Intelligent Design differs from Sudden Creationism on three closely related points. First, Intelligent Design accepts geologists' estimates for the age of the Earth (billions of years), while Sudden Creationism says the earth was created only 6,000 years ago. Second, Intelligent Design accepts evolutionary biologists' estimates of when the various species of life appeared and disappeared, according to the fossil record. Third, Intelligent Design accepts that aspect of Natural Selection commonly known as survival of the fittest.
Where Intelligent Design parts company from Sudden Creationism is where it begins to agree with Darwinian evolution. These agreements end rather quickly, though, and the remainder of this article attempts to clarify Intelligent Design's character by elaborating its distinctive features.
The Darwinian view of evolution is based on two premises. Variations occur in the genetic makeup of organisms, and through the process of Natural selection, the most fit of those variations survive while the others die out.
Intelligent Design accepts much of the Darwinian theory, but differs in one crucial aspect -- the role of God in causing the variations.
It accepts that fact that there has been evolution, i.e., species have changed and diverged over time from earlier forms of life to the forms which exist today. It accepts that there is speciation, the creation of more than one species out of a single species. It accepts the fossil record as an accurate representation of the history of the evolution of species, and accepts that analysis of the fossil record gives accurate and useful results. It accepts that there is a process of natural selection, and it accepts the scientific view of how it works. Once the variation has been caused due to deliberate acts of God, the survival or extinction? of a newly arisen species is believed to then be subject to natural selection.
In the scientific view, these variations are random and usually small. In the Intelligent Design viewpoint, these small, random variations exist but are not the explanation for speciation. Instead, speciation occurs when God steps in and causes the variation to occur.

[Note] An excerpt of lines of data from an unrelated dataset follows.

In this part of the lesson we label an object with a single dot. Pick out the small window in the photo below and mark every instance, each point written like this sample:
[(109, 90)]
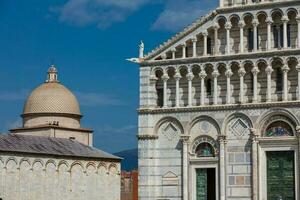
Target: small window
[(251, 82), (279, 80), (289, 35), (209, 46), (250, 39), (208, 87), (205, 150), (279, 128), (160, 97)]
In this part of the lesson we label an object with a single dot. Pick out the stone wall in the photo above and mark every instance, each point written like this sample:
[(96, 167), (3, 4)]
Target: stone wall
[(30, 178)]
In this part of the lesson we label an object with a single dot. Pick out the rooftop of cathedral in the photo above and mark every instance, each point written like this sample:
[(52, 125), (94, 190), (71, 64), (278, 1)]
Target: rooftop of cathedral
[(50, 146)]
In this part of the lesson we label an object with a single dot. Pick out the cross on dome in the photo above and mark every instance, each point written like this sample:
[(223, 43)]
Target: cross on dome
[(52, 75)]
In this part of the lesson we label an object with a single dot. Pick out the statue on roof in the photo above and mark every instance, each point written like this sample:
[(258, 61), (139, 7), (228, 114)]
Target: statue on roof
[(142, 48)]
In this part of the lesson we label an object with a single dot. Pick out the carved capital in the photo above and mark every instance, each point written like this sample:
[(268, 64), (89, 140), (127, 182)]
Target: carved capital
[(255, 22), (173, 49), (153, 78), (190, 76), (215, 74), (298, 131), (205, 33), (185, 138), (194, 39), (285, 68), (165, 77), (242, 24), (242, 72), (228, 26), (298, 18), (202, 74), (269, 20), (228, 73), (222, 139), (216, 26), (285, 19), (269, 70), (177, 76), (255, 71), (298, 67)]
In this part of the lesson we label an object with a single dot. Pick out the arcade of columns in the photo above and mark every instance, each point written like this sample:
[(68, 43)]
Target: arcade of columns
[(285, 17)]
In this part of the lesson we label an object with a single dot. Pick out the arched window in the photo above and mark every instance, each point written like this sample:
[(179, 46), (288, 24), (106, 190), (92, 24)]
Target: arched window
[(279, 128), (209, 46), (279, 80), (204, 150), (208, 87)]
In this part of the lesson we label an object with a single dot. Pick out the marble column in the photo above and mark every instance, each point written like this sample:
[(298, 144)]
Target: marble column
[(269, 71), (190, 77), (215, 75), (165, 79), (228, 75), (222, 142), (255, 72), (285, 20), (205, 34), (241, 26), (202, 77), (298, 32), (194, 41), (185, 171), (298, 86), (152, 91), (285, 70), (183, 46), (242, 73), (216, 49), (255, 38), (173, 50), (228, 46), (254, 138), (177, 91), (269, 22)]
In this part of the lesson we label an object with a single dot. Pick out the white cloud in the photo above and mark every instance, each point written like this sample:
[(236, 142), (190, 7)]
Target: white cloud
[(180, 13), (97, 100), (116, 130), (13, 95), (102, 13)]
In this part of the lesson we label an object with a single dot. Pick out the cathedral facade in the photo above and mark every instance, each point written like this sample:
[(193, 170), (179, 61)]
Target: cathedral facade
[(219, 115), (51, 156)]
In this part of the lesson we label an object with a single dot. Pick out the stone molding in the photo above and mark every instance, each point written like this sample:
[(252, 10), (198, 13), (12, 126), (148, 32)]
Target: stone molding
[(147, 137), (223, 107)]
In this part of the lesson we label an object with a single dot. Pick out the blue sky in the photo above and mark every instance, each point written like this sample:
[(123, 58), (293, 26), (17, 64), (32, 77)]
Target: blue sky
[(88, 40)]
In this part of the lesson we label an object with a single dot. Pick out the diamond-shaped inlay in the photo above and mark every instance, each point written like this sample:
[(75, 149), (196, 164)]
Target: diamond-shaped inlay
[(239, 128), (169, 131)]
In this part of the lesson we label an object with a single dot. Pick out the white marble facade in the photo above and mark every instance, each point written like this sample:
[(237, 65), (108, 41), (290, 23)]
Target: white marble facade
[(226, 80)]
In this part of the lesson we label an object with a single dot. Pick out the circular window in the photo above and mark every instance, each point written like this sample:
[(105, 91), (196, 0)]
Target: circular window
[(279, 128)]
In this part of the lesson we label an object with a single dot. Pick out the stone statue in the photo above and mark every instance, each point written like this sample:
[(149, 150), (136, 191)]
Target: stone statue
[(142, 47)]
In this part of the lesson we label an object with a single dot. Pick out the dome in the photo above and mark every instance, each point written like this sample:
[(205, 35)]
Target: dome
[(52, 97)]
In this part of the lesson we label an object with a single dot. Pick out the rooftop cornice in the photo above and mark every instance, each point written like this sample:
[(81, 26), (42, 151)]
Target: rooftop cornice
[(258, 6), (222, 58), (218, 108)]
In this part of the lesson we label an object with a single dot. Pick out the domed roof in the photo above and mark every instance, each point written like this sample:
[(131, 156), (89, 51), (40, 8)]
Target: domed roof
[(52, 97)]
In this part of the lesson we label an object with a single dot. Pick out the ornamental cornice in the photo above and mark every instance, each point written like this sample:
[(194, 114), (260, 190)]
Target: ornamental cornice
[(265, 105), (147, 137), (259, 6), (224, 58)]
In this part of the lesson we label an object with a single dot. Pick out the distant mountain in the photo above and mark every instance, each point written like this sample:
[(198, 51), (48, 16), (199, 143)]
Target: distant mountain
[(130, 159)]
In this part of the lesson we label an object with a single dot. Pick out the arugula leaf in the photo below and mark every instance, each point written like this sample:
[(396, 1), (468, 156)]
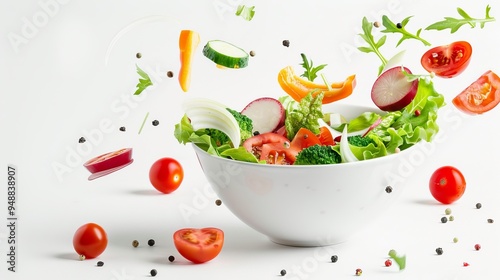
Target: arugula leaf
[(455, 23), (144, 81), (310, 72), (245, 12), (373, 46), (391, 27), (306, 114)]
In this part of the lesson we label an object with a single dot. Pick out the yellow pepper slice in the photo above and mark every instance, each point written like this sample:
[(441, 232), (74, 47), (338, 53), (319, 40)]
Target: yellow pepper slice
[(298, 87)]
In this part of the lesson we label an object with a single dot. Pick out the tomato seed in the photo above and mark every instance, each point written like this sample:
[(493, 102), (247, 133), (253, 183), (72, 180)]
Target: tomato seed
[(135, 243)]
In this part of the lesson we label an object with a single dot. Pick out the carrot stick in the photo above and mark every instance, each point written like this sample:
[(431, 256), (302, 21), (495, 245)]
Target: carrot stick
[(188, 42)]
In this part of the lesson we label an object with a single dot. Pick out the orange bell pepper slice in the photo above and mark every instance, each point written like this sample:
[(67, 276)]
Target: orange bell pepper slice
[(188, 42), (298, 87)]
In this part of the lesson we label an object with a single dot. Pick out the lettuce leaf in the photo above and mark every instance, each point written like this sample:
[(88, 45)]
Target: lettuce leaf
[(304, 114), (404, 128)]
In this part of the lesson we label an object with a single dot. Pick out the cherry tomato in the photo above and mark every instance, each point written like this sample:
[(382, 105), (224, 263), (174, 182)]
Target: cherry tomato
[(166, 175), (481, 96), (325, 136), (271, 147), (90, 240), (304, 138), (447, 184), (199, 245), (447, 61)]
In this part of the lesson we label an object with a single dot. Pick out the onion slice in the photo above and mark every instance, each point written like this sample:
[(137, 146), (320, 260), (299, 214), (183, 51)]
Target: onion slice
[(345, 151)]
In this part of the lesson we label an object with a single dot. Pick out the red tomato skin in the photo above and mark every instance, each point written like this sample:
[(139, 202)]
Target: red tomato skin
[(166, 175), (90, 240), (487, 86), (447, 184), (203, 250), (447, 61), (260, 146)]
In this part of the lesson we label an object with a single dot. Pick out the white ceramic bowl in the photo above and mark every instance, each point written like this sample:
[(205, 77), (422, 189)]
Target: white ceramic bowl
[(308, 205)]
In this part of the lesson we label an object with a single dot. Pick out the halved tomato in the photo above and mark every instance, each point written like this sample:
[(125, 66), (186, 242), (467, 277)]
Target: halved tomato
[(447, 61), (271, 147), (304, 138), (481, 96), (199, 245)]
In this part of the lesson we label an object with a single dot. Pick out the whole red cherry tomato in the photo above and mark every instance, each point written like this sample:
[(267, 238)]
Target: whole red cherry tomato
[(447, 184), (166, 175), (90, 240)]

Unlike Darwinian evolution, which says new species arise due to various random forces which Darwin did not attempt to explain but which modern science attributes to DNA transcription errors, chemicals, or radiation, Intelligent Design propenents argue that new species arise only (or chiefly) by an intelligent force, that is, God.
They point to complex biological structures such as the eye, the existence of mitochondria, etc., saying that such structures could not have possibly have developed due purely to random chance. Symbiotic relationships, such as plants who can only be pollinated by a specific species of insect, which in turn can only reproduce by using the plant, could not have arisen -- a typical chicken-and-egg problem. It is argued that these kinds of biological features are by their very nature too interdependent to come into existence independently, (through a random process) and then become as intricately intertwined.
Adherents of Intelligent Design consider their idea that God causes speciation as a viable scientific hypothesis. Most scientists consider it unscientific, because it is not falsifiable and so merely a philosophical or religious idea outside the realm of science. Scientists, in general, use a significantly different definition of speciation than the Intelligent Design adherents, causing further conflict.